I HAD arranged to meet the trekkers at the village of Salim, near Jenin, where they camped the first night. I drove past them on the way there, and like other drivers, I slowed to gawk at this bizarre sight: six ghostly figures, in bright yellow raincoats, with red blips flashing on their backs. And donkeys. In the dark, in the rain.
    Their first day out, they had been cursed with rotten weather, which only got worse the second day.
    They arrived at Salim wet, beat, chilled, but quietly triumphant. It was 10 p.m.; they had set out at four in the morning, covering about 40 km in 18 hours.
    Menachem had no trouble getting his boys to bed that night.
    Rather than relive the experience of pitching tents and sleeping out in the open, the wayfarers chose a different custom long forgotten: the hospitality of strangers.
    Menachem had prearranged accommodations before they set out. He entered this Moslem village, where he knew no one, and came across an old man in the street.
    "Menachem came here," recalled that old man, Ahmed Ali Abu Bakr, "and asked if there's somewhere they could put up a tent. I said I have space, you're welcome to it. But with this rain, I said they should sleep in the house."
    "I found a good man in Abu Bakr," Menachem said. "And we know nothing is by coincidence -- everything is fate, decided by God. I discovered that almost 50 years ago he worked for my grandparents in Rishon Lezion in their cowshed. It's fantastic!"
    The following morning they would wake up in the heart of Arab Israel -- on Land Day. Menachem scoffed at any hint of danger, pointing out that the only one among us who even noticed the day's significance was a journalist. Abu Bakr himself waved it off as meaningless. "We must live in peace, we are all Israelis," he said.
    Salim was to be the only Arab stopover. Subsequent nights would be spent in Mevo Dotan, Sanur in the Shomron, Sebastia, Yitzhar, then Shabbat in the new settlement of Rehelim, yesterday in Ofra, and tonight, if all goes according to plan, they're going to pitch their tents at the entrance to Jerusalem.
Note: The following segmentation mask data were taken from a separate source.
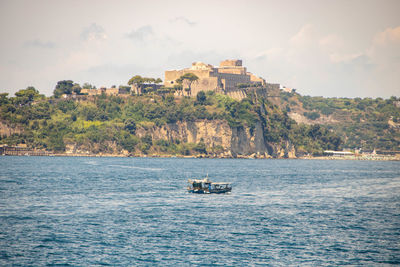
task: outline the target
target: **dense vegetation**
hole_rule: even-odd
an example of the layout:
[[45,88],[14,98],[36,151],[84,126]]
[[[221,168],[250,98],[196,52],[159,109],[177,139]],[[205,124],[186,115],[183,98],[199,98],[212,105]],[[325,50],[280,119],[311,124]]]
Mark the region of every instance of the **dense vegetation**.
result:
[[[57,84],[55,95],[78,91],[72,81]],[[0,137],[0,143],[52,151],[64,151],[76,144],[91,153],[207,154],[223,150],[207,147],[204,142],[153,140],[149,134],[137,135],[138,129],[151,129],[178,121],[225,120],[232,128],[248,127],[252,132],[257,123],[264,129],[270,144],[291,142],[299,152],[320,154],[324,149],[339,149],[341,139],[319,125],[299,125],[286,111],[267,99],[245,98],[236,101],[214,92],[200,92],[196,98],[174,98],[173,95],[142,96],[80,96],[76,99],[46,98],[29,87],[15,97],[0,95],[0,120],[21,126],[21,134]]]
[[281,92],[280,106],[311,121],[326,118],[344,147],[400,151],[400,98],[324,98]]

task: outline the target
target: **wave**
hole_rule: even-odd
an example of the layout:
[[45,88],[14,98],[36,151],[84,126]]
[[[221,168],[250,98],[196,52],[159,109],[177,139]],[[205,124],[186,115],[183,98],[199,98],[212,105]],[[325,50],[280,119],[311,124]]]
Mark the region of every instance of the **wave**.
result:
[[143,171],[165,171],[165,169],[162,169],[162,168],[137,167],[137,166],[127,166],[127,165],[108,165],[108,166],[125,168],[125,169],[137,169],[137,170],[143,170]]

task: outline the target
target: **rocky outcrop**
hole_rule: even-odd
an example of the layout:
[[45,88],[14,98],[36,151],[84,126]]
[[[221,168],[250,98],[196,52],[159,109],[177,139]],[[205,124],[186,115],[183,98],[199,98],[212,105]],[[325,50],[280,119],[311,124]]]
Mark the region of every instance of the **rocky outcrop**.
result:
[[267,143],[261,123],[249,127],[231,128],[223,120],[177,122],[161,127],[143,128],[136,131],[138,137],[150,134],[153,140],[179,140],[185,143],[204,142],[207,148],[222,147],[217,157],[294,158],[295,148],[289,141],[284,145]]
[[297,123],[304,123],[308,125],[312,124],[333,124],[333,123],[338,123],[338,120],[335,120],[332,115],[330,116],[325,116],[325,115],[320,115],[318,119],[315,120],[310,120],[306,118],[304,115],[298,113],[298,112],[290,112],[288,113],[289,117],[296,121]]
[[20,134],[23,129],[19,126],[10,126],[5,122],[0,121],[0,136],[10,136],[13,134]]
[[[106,147],[107,149],[104,149]],[[102,152],[106,150],[107,152]],[[66,155],[98,155],[98,156],[129,156],[129,152],[122,149],[120,150],[113,141],[105,141],[104,143],[85,143],[78,145],[72,141],[65,142]]]
[[[22,133],[22,129],[11,127],[0,122],[0,134],[9,136]],[[254,128],[231,128],[224,120],[201,120],[194,122],[176,122],[157,126],[139,126],[136,136],[151,135],[154,141],[168,140],[170,142],[204,143],[209,156],[234,158],[295,158],[295,148],[286,141],[282,144],[268,143],[264,138],[261,123]],[[76,144],[70,139],[64,140],[67,155],[102,155],[106,154],[128,156],[126,150],[121,149],[114,141],[103,143]],[[105,155],[106,155],[105,154]],[[136,154],[136,153],[134,153]]]
[[261,123],[255,128],[238,127],[232,131],[231,152],[233,157],[255,155],[265,157],[271,155],[273,149],[264,141]]
[[208,148],[222,147],[224,151],[221,157],[231,157],[230,147],[232,129],[226,121],[202,120],[196,122],[176,122],[161,127],[139,127],[136,131],[138,137],[150,134],[153,140],[179,140],[184,143],[203,142]]

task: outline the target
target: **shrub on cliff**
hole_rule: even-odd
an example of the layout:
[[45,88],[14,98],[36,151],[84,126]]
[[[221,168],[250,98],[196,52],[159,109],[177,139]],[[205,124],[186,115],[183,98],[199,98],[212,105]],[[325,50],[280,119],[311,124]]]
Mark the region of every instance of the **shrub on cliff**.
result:
[[313,111],[313,112],[304,112],[303,115],[304,115],[307,119],[310,119],[310,120],[316,120],[316,119],[318,119],[319,117],[321,117],[321,115],[319,115],[319,113],[318,113],[318,112],[315,112],[315,111]]
[[179,99],[172,95],[128,98],[102,95],[85,96],[80,101],[44,99],[24,106],[15,106],[11,104],[13,101],[14,98],[1,96],[1,117],[23,124],[25,132],[22,137],[2,139],[2,143],[19,140],[38,148],[62,151],[67,140],[96,152],[113,151],[114,148],[108,147],[112,143],[119,150],[131,153],[141,150],[143,153],[206,154],[213,150],[204,142],[184,143],[183,137],[153,142],[149,135],[138,138],[135,134],[139,128],[149,133],[166,123],[218,119],[227,121],[232,128],[248,127],[252,136],[256,127],[261,127],[267,142],[284,144],[289,140],[308,153],[338,147],[333,134],[320,130],[319,134],[310,135],[309,128],[296,125],[286,112],[269,101],[256,98],[237,101],[211,91],[199,93],[197,98]]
    "What will you do when you get to Jerusalem?" I asked.
    "What does a Jew do when he comes to Jerusalem?" he answered -- or asked back.
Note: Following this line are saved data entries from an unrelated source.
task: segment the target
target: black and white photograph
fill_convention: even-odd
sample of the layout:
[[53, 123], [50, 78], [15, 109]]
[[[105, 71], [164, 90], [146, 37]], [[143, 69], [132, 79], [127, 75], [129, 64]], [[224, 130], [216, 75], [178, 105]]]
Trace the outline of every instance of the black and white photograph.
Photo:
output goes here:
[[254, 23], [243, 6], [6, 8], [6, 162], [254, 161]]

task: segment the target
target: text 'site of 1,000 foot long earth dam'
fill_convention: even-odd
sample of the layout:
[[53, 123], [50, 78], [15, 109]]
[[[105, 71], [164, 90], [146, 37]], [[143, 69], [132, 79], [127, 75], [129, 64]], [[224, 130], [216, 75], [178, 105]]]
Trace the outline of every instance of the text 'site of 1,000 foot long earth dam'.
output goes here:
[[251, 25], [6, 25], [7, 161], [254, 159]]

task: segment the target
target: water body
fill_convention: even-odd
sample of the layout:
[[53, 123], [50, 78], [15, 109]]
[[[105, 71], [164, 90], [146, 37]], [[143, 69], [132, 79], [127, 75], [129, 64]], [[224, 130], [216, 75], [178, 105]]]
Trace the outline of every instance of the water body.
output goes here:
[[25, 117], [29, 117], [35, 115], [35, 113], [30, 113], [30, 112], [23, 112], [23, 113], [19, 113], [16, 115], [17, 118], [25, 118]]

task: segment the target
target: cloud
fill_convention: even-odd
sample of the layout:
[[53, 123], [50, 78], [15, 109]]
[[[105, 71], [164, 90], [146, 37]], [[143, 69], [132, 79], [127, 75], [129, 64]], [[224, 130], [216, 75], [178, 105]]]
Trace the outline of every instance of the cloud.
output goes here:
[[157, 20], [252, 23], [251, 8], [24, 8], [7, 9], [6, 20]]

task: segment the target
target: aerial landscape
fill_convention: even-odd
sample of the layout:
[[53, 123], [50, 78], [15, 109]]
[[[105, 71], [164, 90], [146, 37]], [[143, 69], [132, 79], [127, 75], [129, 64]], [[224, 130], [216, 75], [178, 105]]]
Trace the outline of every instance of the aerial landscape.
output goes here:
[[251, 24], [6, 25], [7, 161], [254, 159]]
    Tomorrow morning, they will arise with the new day, burden their beasts one more time, and enter the Holy City.
    The sun will be glinting off the golden stones, everybody in town will be bustling about in preparation for the festival, and the Goldbergs (and their film crew) will march up to the great Temple and proffer a sacrifice, 100,000 other happy Jews and their 100,000 donkeys milling about them with not a McDonald's in sight.
    Or more likely, everyone will point at them and say, "Look at the weirdos."
    They don't plan to stay long in Jerusalem. They will go straight to the Kotel, pray -- and unceremoniously load the donkeys on a truck and drive back home.
    Stay a while, I said, proud to offer my city to the weary travelers.
    Menachem laughed coarsely. "Stay? Like, for the seder? Are you inviting me? Aha, you see the difference? You come up with excuses. If your name was Abu Bakr, you would say to me fad'dal (welcome), eh?"
    But I'm not so sure Jerusalemites of 2,000 years ago would have either.
    Yesterday, sensing the nearness of the Holy City, basking in a glorious sunny day, the Goldbergs were walking on air. "I can't describe the feeling," Menachem said, in absolute elation. "We're right on time, everybody's been so good to us. My boys are strong, they came through. We're going to make it!"
    Fad'dal. Welcome to Jerusalem. Shalom aleichem.